Princess Kaguya is beautiful, and that presents a problem: our protagonist has her life planned, wrapped and presented to everyone else, her restless energy and passion gradually receding into the darker pastels of a gilded cage.

Such onscreen beauty means that, against its fair share of ponderous sequences, once Kaguya’s accelerated childhood comes to an abrupt end, the rest can pale.

The watercolour/charcoal visuals and gorgeous musical ambience are thankfully ever-present, but where their sparsity needs no further embellishment, perhaps the story – an adaptation of a 10th-century folktale – could have done with more.

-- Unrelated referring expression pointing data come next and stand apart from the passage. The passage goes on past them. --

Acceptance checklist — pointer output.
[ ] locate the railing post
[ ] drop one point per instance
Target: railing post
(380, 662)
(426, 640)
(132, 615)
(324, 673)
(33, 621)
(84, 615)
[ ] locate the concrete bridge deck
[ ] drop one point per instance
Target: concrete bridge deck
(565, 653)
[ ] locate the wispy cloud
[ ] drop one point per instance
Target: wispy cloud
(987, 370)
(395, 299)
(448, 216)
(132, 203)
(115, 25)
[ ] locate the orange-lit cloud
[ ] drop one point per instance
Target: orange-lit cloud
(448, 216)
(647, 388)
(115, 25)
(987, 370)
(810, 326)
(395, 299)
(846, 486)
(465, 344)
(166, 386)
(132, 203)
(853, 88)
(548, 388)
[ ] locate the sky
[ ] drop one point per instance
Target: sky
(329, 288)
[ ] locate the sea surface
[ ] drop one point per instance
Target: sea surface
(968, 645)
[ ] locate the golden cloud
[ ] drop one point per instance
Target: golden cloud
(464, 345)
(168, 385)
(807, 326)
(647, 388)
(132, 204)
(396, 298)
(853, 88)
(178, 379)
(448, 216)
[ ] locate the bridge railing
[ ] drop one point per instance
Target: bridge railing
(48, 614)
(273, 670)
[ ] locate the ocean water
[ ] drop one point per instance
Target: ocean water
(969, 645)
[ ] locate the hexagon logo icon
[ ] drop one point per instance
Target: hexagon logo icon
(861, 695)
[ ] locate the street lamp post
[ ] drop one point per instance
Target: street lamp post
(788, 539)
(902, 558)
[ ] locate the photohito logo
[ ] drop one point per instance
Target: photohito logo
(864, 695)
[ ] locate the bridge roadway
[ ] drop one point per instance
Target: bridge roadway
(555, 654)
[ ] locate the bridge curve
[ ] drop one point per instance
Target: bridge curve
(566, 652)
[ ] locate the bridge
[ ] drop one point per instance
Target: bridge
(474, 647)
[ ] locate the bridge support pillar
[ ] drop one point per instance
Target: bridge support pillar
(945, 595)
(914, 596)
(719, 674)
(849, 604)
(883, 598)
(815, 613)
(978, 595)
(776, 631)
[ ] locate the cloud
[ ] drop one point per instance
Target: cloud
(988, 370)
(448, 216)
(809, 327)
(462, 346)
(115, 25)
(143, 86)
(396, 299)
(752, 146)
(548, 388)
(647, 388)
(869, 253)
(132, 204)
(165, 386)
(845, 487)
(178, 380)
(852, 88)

An assured (potential) farewell from Studio Ghibli’s co-founder will no doubt draw legions of fans, but The Tale of the Princess Kaguya is occasionally guilty of resting on its beauty in a way its protagonist never does.

RATING: 3/5


INFORMATION

CAST: Chloë Grace Moretz, James Caan, Mary Steenburgen, Lucy Liu (English version, watched for review)

DIRECTOR: Isao Takahata

WRITERS: Isao Takahata & Riko Sakaguchi (original screenplay), Mike Jones (English translation)

SYNOPSIS: After a bamboo cutter finds a tiny girl in the woods, his life changes forever as he and his wife seek to fulfill what they deem heavenly wishes to raise the girl as a princess.